In the wheelhouse Ted shows us the pictures. His shots of the two running cubs, determined to keep up with their mum, are extraordinarily touching. Miles’s gamble with the stabilised camera has paid off handsomely, although we still have no shots of a bear catching anything on the ice or ashore. If we could find seals and a hunting bear here we could try again but now the wind intervenes. Bjørne is worried: ‘The ice is closing up. I don’t like it at all. We must not be caught between it and the cliffs.’
Like the rest of us he has slept for only two hours in the last two days but the strengthening wind means he must move the Havsel immediately. We watch the rest of Ted’s shots while holding on to the table and walls, as the Havsel smashes a passage away from the lee shore. The ship vibrates so
strongly that the fire bell rings on its own.
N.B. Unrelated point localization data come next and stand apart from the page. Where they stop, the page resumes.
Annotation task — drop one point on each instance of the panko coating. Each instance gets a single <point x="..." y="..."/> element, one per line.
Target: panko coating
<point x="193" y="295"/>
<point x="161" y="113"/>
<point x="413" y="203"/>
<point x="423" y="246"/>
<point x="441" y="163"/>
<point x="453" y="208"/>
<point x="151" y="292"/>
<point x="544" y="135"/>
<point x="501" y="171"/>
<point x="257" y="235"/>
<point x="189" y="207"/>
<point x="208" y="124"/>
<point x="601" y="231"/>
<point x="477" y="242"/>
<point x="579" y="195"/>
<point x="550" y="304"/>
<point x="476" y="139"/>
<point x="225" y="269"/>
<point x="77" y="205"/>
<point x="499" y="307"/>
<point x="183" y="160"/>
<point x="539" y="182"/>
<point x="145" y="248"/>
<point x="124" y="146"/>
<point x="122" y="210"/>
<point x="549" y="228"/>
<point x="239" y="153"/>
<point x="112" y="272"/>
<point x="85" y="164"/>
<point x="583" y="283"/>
Jason suggests that we try to reach Kvitøya, the White Island, at Svalbard’s most north-eastern point. Sometimes walruses give birth there, he says, and their pups might attract bears, but the ice is so thick this year that no one has been to look.
There is fresh snow on the deck when we reach Kvitøya two days later. The island is almost completely covered by an ice cap, leaving just a few places where we might land a boat. They are small patches of rock and gravel, as cold and barren as Mars. This year there are no walruses on the ice-bound shore, and no bears. A single line of Arctic fox prints is the only sign of life.
In this desolate place, the bodies of Salomon August Andrée and his companions were found, thirty-three years after their balloon disappeared. No one had looked for them so far from the route they had planned to fly. Andrée’s diary and Strindberg’s camera were recovered. The film had been perfectly preserved by the cold and it still held pictures documenting the end of the expedition. They showed the Eagle with its basket upturned and ropes everywhere. Andrée’s diary told that for two days they had been blown to and fro, crossing and re-crossing their path, while the balloon leaked hydrogen through its millions of stitch holes, accumulating ice until it grew too heavy to fly and finally settled on the frozen sea. Desperate to stay airborne, they had already jettisoned much of their food, but the men dragged all that remained from the wreck and set off south, walking for almost three months and shooting seals and bears to eat. They sent messages by homing pigeons, supplied by a newspaper. Only one was found and it did them no good because it had been released before the crash. Kvitøya must have seemed an unwelcoming haven but they had reached their limits. By October 1897 all three men were dead. Some of them may have been killed by bears, if not directly then through parasites, caught by eating their undercooked meat.